Iowa Department of Education Director Jason Glass meets with students at Irving Elementary School in Sioux City in April 2011. Glass starts a new job July 1 as superintendent of Eagle County, Colo., schools.

At this point, we are not prepared to say we will support in its entirety the blueprint for reform of education created by Iowa Gov. Terry Branstad's administration, but we do support his emphasis on reform and will be open-minded to what's in the plan.

We hope for the same approach from Iowans in general, including those who work in the profession of education.

The administration will present its comprehensive plan for reform on Monday, but in recent weeks Iowans have gotten hints of what might be included.

For example, Branstad and Iowa Department of Education Director Jason Glass have talked of support for changes to the way teachers are paid, changes in seniority rules for teachers, a requirement all high school students take the ACT exam and student exit exams before graduation.

We aren't necessarily sold on all of these ideas.
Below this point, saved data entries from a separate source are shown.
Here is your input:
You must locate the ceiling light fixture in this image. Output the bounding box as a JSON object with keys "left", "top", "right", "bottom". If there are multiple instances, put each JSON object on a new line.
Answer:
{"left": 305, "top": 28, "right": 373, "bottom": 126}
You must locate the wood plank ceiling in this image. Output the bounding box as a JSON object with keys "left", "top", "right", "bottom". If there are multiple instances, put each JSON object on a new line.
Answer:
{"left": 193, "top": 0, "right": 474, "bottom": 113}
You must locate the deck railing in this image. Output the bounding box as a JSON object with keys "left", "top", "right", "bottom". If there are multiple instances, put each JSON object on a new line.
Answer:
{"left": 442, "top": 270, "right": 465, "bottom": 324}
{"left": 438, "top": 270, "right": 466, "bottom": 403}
Still, we continue to be impressed with the work of Glass, who applies creativeness and innovation to the challenging task of ending what U.S. Education Secretary Arne Duncan calls "stagnation" in Iowa's public school system and preparing and positioning our schools and students for the future.

Education reform isn't about looking back and casting blame, it's about looking ahead and getting better. In order to achieve the goal to which all Iowans should aspire of having "world-class schools" in our state, more will and should be asked of all of us - education leaders, school administrators, teachers, parents and students.

Change can be difficult, even painful, but change can be exciting, too. By elevating education reform to a high-profile priority in Iowa and focusing attention on it, the Branstad administration has created an atmosphere in which something special can happen. Some unfortunate signs of status quo entrenchment already have emerged in the discussion, but by and large we believe Iowans in general support the kind of robust, reasoned debate the subject deserves.

Reform of our public schools will be the signature issue for the Legislature in 2012, and the framework for this debate comes into sharper focus starting Monday. As Branstad begins building the case for his reform blueprint across the state this week, we encourage all Iowans to become engaged in the issue and to listen to and consider the governor's plan in honest, good-faith fashion.